Not even the press of the time seemed to be very sympathetic to the work. On December 23 Santo Domingo opened after intense restoration work. The following day, a very brief note speaks of its reopening and of "an image of the Most Holy Virgin of the Rosary, whose hands and the Child Jesus that she holds in them belong to the destroyed image". Nothing more, there are no references to the details of this new carving or its author.
The Andes arrived
And the Dominicans, aware of the moderate affection of Cadiz towards La Rubia de Granda, end up withdrawing her from the cult and keeping her in the form of a bust in the Convent.

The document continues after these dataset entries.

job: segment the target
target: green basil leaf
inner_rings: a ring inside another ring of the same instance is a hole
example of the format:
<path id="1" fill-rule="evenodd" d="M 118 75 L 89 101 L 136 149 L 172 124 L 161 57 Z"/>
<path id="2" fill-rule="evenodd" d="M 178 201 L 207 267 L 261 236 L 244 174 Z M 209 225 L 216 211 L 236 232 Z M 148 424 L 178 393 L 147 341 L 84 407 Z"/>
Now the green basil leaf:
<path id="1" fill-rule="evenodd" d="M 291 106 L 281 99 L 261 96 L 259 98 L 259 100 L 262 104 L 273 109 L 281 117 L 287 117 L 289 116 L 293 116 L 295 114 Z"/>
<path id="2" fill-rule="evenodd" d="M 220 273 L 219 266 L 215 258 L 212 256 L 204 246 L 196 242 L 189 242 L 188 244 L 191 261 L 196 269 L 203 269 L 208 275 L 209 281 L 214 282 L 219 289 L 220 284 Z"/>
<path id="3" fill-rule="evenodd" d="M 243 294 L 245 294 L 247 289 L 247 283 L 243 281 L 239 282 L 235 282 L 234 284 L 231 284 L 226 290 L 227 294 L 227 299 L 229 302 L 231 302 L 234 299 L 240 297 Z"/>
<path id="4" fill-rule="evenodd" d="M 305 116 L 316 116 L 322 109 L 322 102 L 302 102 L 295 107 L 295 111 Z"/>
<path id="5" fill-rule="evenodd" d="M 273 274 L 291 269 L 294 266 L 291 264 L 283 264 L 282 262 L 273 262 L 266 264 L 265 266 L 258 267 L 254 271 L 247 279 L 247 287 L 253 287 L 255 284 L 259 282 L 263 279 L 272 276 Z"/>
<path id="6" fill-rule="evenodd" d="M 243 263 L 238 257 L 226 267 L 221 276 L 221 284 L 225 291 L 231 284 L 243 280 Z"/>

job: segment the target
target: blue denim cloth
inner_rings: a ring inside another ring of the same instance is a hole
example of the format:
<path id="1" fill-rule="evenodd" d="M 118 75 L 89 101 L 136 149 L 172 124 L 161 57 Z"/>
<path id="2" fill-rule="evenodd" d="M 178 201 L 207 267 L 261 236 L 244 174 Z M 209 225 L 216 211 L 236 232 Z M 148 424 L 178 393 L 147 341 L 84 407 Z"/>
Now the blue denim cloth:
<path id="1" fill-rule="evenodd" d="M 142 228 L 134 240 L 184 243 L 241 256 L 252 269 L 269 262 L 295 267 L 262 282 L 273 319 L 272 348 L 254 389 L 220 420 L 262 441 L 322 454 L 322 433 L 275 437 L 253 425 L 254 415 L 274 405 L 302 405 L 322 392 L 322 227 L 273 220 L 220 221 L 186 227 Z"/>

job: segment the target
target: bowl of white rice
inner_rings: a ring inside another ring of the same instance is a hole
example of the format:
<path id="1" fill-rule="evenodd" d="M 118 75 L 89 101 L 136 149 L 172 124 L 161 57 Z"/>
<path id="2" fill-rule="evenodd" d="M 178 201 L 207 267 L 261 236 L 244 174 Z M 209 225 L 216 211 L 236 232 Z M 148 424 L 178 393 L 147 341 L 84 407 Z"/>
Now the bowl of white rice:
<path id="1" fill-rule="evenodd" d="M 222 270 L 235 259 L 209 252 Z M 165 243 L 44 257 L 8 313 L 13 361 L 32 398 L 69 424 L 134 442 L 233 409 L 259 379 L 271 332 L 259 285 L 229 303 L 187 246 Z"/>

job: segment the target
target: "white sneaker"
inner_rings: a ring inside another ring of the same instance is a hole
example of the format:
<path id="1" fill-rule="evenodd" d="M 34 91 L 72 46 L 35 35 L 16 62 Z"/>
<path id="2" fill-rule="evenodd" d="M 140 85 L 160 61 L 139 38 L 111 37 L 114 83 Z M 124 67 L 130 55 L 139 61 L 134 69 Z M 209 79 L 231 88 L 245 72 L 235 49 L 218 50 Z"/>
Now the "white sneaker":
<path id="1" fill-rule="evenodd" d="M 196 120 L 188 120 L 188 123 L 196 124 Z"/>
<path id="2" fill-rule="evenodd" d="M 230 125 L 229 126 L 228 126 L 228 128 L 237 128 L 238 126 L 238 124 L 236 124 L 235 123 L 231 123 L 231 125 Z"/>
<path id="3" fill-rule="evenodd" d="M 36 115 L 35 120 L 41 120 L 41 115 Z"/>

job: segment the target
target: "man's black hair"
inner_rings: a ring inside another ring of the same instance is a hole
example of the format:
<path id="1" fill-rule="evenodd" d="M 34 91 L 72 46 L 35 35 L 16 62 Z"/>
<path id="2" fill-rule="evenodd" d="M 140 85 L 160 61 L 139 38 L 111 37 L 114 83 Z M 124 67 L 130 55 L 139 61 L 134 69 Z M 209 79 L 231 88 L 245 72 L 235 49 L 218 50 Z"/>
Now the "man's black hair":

It is the year 1943 and they commissioned a new carving to the Sevillian sculptor and priest, Jose Fernandez Andes. This one does not resemble the one of the XVII century, but it is not so far from its imprint. And she does receive the affection of Cadiz to the point of being crowned in 1947.
Year in which Granda returns to Cadiz, no longer as an imaginer but as a great goldsmith. He took charge of an old crown acquired from the Convent of Candelaria and enriched it with precious stones and placed a kind of Golden Fleece. Those who remember Granda's visit that year speak of a corpulent man, with a spotless cassock and "with a certain air of sufficiency", as Mozo Polo explains. A conceited and haughty air perhaps caused by his fame as a great goldsmith and jeweler, creator of one of the great prizes of Cadiz. Or perhaps motivated by the resentment he felt for the city that said 'no' to his blonde.